Vectors from an \(\,n\)-dimensional vector space \(\,V(K)\ \) are linearly independent if and only if columns of their coordinates \(\,\) (as vectors of the space \(\,K^n\)) \(\,\) are linearly independent in every basis of the space \(\,V.\)

Since linear dependence is a negation of linear independence, we may also write \(\,\) (l.d. = linearly dependent):

\[(\,x_1,\,x_2,\,\dots,\,x_r)\ \ \ \ \text{l.d.} \qquad\Leftrightarrow\qquad \left(\; I_{\mathcal{B}}(x_1),\,I_{\mathcal{B}}(x_2),\,\dots,\,I_{\mathcal{B}}(x_r)\; \right) \ \ \ \ \text{l.d.}\]

Corollary 1b.

Vectors from an \(\,n\)-dimensional vector space \(\,V(K)\ \) are linearly dependent if and only if columns of their coordinates \(\,\) (as vectors of the space \(\,K^n\)) \(\,\) are linearly dependent in every basis of the space \(\,V.\)
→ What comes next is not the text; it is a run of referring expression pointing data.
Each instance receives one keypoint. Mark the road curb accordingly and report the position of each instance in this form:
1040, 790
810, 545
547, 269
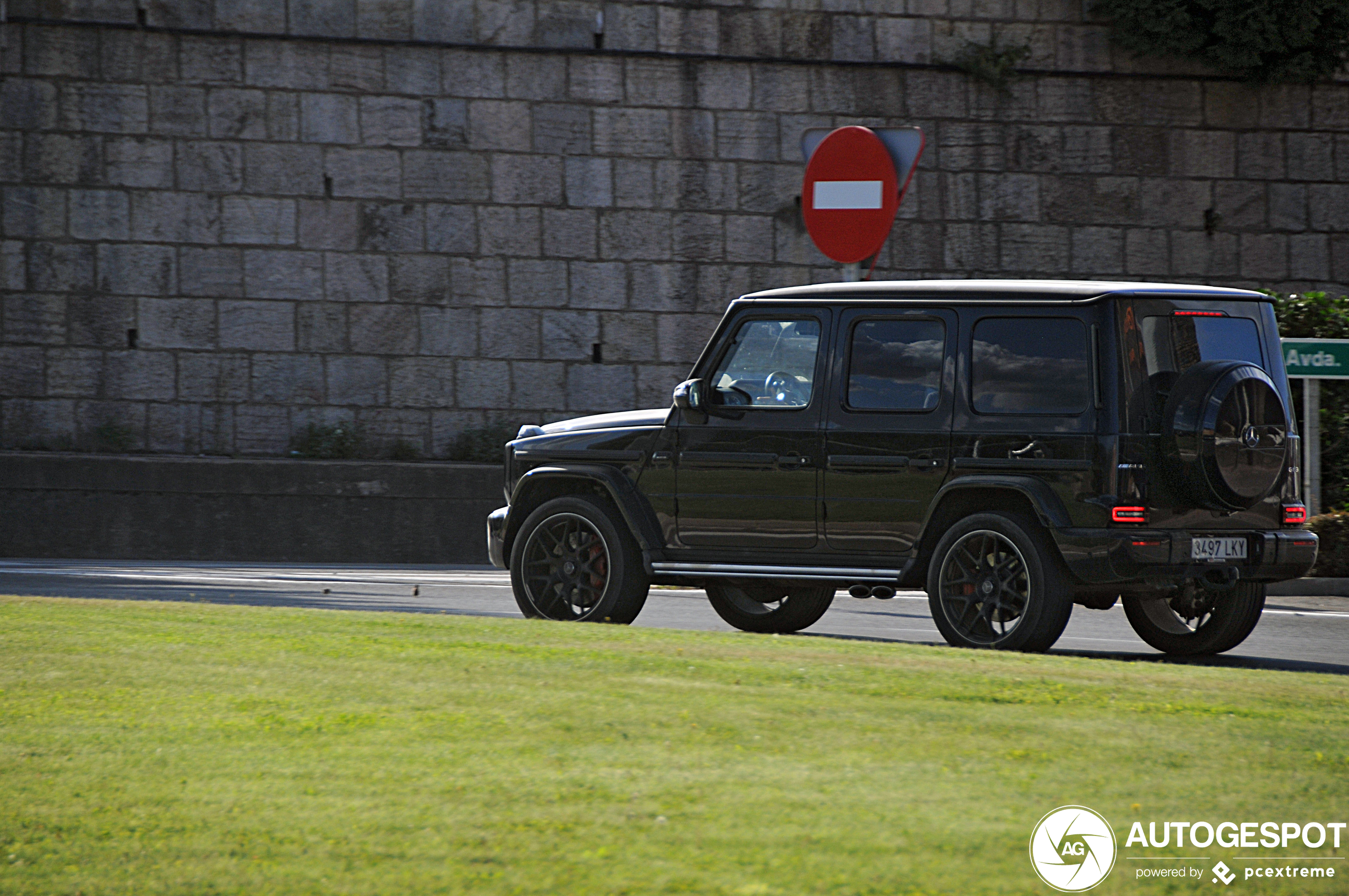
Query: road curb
1309, 587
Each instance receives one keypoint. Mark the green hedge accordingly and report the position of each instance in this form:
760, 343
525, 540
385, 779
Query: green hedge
1260, 41
1333, 553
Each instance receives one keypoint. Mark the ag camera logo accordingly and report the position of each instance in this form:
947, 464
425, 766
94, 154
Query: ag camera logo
1073, 849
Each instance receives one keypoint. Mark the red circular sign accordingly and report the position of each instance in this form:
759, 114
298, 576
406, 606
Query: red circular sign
850, 195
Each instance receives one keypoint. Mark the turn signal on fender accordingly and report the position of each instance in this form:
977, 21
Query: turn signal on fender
1128, 515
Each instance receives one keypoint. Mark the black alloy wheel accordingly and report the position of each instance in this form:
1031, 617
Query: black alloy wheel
984, 587
1196, 621
574, 560
566, 567
996, 582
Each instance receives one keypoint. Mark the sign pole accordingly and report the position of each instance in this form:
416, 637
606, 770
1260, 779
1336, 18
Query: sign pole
1313, 361
1312, 466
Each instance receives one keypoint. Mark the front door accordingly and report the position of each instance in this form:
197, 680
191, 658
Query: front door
746, 473
890, 425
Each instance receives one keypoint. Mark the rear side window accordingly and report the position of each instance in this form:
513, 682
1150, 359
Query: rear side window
896, 365
1030, 366
1173, 343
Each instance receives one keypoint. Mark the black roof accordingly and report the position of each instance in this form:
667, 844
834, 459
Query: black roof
1004, 291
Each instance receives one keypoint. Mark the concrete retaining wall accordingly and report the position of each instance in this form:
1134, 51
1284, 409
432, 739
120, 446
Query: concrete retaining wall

If \(\,r=n,\ \) then the columns of coordinates form a square matrix

\[\boldsymbol{A}\ =\ [\,a_{ij}\,]_{n\times n}\ =\ [\,I_{\mathcal{B}}(x_1)\,|\,I_{\mathcal{B}}(x_2)\,|\,\dots\,|\,I_{\mathcal{B}}(x_n)\,]\,.\]

An element \(\,a_{ij}\ \) of this matrix is the \(\,i\)-th coordinate of the \(\,j\)-th vector from the set \(\,(x_1,\,x_2,\,\dots,\,x_n).\ \\\) Properties of determinant imply

\[(\,x_1,\,x_2,\,\dots,\,x_n)\ \ \ \ \text{l.i.} \qquad\Leftrightarrow\qquad \det\,\boldsymbol{A}\neq 0\,.\]

Corollary 2.

In an \(\,n\)-dimensional vector space \(\,V(K)\ \) a set of \(\,n\ \) vectors is linearly independent if and only if the determinant of the matrix formed from the coordinates of these vectors is non-zero.

Taking into account that in an \(\,n\)-dimensional vector space every set of \(\,n\ \) linearly independent vectors comprises a basis, \(\,\) we may formulate

Corollary 3.

In an \(\,n\)-dimensional vector space \(\,V(K)\ \) a set of \(\,n\ \) vectors compises a basis of this space if and only if the determinant of the matrix formed from the coordinates of these vectors is non-zero.